Qual é a diferença entre pornografia e erotismo?



Pornografia é um termo que nos chegou em fins do século XIX (dicionarizado pela primeira vez em 1899 por Cândido de Figueiredo, segundo a datação do Houaiss) do francês pornographie.

Esta palavra tinha nascido cerca de um século antes, em torno de 1800, inicialmente com um sentido sisudo: estudo (de saúde pública) sobre a prostituição. Foi em meados do século XIX que passou a ser empregada para designar a arte, em especial aquela produzida na antiguidade – a princípio a pintura –, que retratava temas obscenos.
A raiz do termo francês estava plantada no grego, língua que tinha palavras como pórne, “prostituta”, e pórnos, “que se prostitui”, além de pornographos, “autor de escritos sobre a prostituição”. Prostíbulo era porneion.
Todos esses termos traziam embutida a ideia de comércio, de compra e venda. Há etimologistas que, cavando mais fundo, vêm neles a raiz indo-europeia per, “vender”, a mesma que está presente no latim pretium, “preço”.
Curiosamente, o vocabulário do latim clássico (conforme registrado pelo referencial dicionário Saraiva) não tinha nenhuma palavra derivada de pórne. Em seu lugar havia prostituta, também um vocábulo de origem comercial, que em seu sentido literal queria dizer “(mercadoria) exposta”.
No verbete pornography, o dicionário etimológico de Douglas Harper oferece um roteiro sucinto da expansão semântica que levou a pornografia a se tornar o que é hoje: em 1859 o termo já era empregado (de forma crítica) em referência a certos romances franceses da época; no início do século XX, chegou às artes visuais contemporâneas.
Quanto ao erotismo, trata-se de uma palavra que também tem origem grega: erotikós, que fez escala no latim eroticus antes de desembarcar aqui ainda no século XVI, significava “que tem amor, paixão ou desejo intenso”.
Termo derivado de Eros, deus grego do amor (Cupido na mitologia romana), nunca teve a carga negativa das palavras derivadas de porné.

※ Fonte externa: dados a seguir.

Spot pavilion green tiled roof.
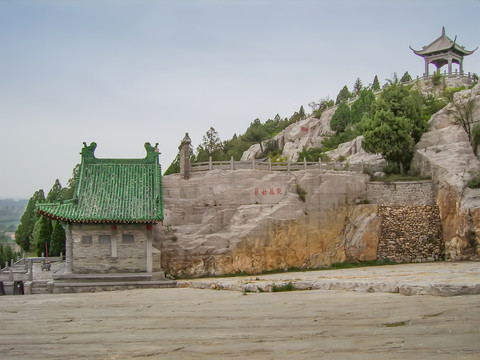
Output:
[38,143,163,223]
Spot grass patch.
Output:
[272,281,296,292]
[297,184,307,202]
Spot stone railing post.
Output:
[178,133,192,179]
[28,259,33,281]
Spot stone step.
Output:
[54,280,177,294]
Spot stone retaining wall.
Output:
[367,180,435,206]
[377,205,445,262]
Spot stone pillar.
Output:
[146,225,153,274]
[112,225,118,258]
[178,133,192,179]
[63,223,73,274]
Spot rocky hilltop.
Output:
[155,81,480,276]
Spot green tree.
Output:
[33,216,52,256]
[15,190,45,252]
[48,221,66,256]
[61,164,80,200]
[245,119,268,154]
[372,75,380,91]
[330,101,351,133]
[350,89,375,124]
[400,71,412,83]
[335,85,352,104]
[363,81,427,173]
[196,127,221,161]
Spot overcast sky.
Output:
[0,0,480,198]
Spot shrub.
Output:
[272,281,296,292]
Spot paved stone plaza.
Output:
[0,263,480,360]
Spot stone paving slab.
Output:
[177,262,480,296]
[0,288,480,360]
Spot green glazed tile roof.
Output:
[38,143,163,223]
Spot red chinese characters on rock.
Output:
[254,187,282,196]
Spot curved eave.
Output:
[38,210,163,224]
[409,44,478,57]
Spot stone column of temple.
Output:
[64,223,73,274]
[178,133,192,179]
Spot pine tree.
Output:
[372,75,380,91]
[353,78,363,95]
[400,71,412,82]
[335,85,352,104]
[15,190,45,252]
[330,101,351,133]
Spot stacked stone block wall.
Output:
[377,205,444,262]
[367,180,435,206]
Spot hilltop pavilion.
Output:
[410,27,478,77]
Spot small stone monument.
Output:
[178,133,192,179]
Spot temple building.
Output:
[410,27,478,77]
[38,143,163,278]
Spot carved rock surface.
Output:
[412,85,480,260]
[155,170,380,276]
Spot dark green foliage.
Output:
[432,71,445,86]
[330,101,351,133]
[422,95,447,121]
[296,184,307,202]
[308,97,335,119]
[400,71,412,83]
[32,216,52,256]
[363,82,427,172]
[196,127,222,162]
[353,78,363,95]
[467,177,480,189]
[372,75,380,90]
[0,244,20,269]
[335,85,352,104]
[350,89,375,124]
[298,146,324,162]
[272,281,296,292]
[442,86,465,102]
[15,190,45,252]
[245,119,268,155]
[48,221,66,256]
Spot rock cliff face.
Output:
[155,170,380,276]
[412,85,480,260]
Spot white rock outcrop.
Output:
[411,85,480,260]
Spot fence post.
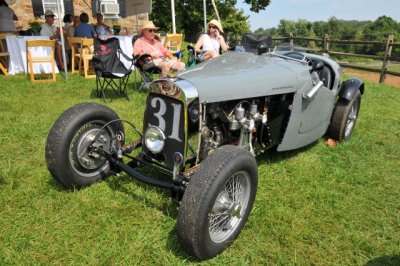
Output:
[379,35,394,83]
[323,34,329,55]
[289,33,293,51]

Também se referia ao desejo sexual, mas aquele ligado ao amor e não ao comércio.
Assim chegamos à segunda dúvida de Isaías. No campo da indústria cultural, que é aquele em que tais palavras conservam grande relevância no mundo contemporâneo, nunca será pacífica a fronteira entre o erotismo e a pornografia. O senso comum costuma traçá-la nas cenas de sexo explícito, que esta teria e aquele não, mas o critério é enganoso: se o erótico também pode ser explícito, nem sempre o pornográfico o é.
Como princípio, pode-se dizer que é erótico um filme, livro ou pintura que dê a seu tema um tratamento artístico (a arte aqui cumpre o mesmo papel que o amor cumpria na distinção original), enquanto a pornografia está interessada apenas em excitar o freguês – e em ganhar dinheiro com isso.
Ocorre, claro, que todo tipo de complicação moral e estética entra em cena na hora de separar uma coisa da outra. O que é erótico para um pode ser – e frequentemente é – pornográfico para outro.